How Am I Not Myself?

Some notes from the long icy weekend of staying home:

The DVD commentary by writer/director David O. Russell on I ♥ Huckabees is something I highly recommend. It reminds me of a companion study guide as Russell is given the room to expand on the ideas the film presents. When I first saw the movie, I just enjoyed it as a clever head scratcher, plus I went to a late show and was sleepy at the time. I know my date fell asleep, and I think I may have as well. But after watching it again, I realize it’s a great movie for anyone with an interest in Zen or Existentialism or philosophy in general. It’s a great unpacking of a lot of important concepts for modern, thoughtful living.

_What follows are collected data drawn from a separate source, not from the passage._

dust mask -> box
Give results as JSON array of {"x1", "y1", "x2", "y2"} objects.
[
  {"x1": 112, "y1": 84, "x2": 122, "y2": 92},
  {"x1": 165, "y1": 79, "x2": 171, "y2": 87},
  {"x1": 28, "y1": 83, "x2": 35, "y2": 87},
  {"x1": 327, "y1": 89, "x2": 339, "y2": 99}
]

I also recommend Kentucky Fried Movie.

Much of my weekend was spent in the music room playing either keyboard or guitar. I plowed through a stack of Guitar One back issues. On the piano I discovered something completely new to me: the black keys spell out an E flat pentatonic minor scale. This means that anything you do will sound cool if you use the E flat key as your tonic. Even better, that black keys are raised, so there’s more lattitude for sloppy playing. This struck me as a tremendous metaphor for music in general: the white keys spell out the traditional C Major/A minor scales that form the basis of European classical music while the black keys spell out the pentatonic scale, the basis for all blues and rock music. Ebony and ivory indeed.

I also got my cool, and apparently rare, Quik Lok tiltable keyboard stand last week. It had been on backorder from Sam Ash for so long I had given up hope of pretending I’m Tom Brislin.

Another pleasant surprise: I never noticed my copy of John Coltrane’s Blue Train had a CD-ROM feature. The bad news: the disc is from the mid-90’s. Meaning it wouldn’t work quite right and I think I accidentally installed Quicktime circa 1997. Oh well, a video and tons of audio interviews will make up for that.

And finally, Bill Graham’s vault. So many vintage posters, t-shirts, and more from the late San Francisco promoter/manager extraordinaire. He is generally credited with inventing the rock concert as we know it, and apparently he was quite the pack rat.  While much of it is super-expensive vintage memorabilia, there are some cool reproduction t-shirts that I’m thinking about getting.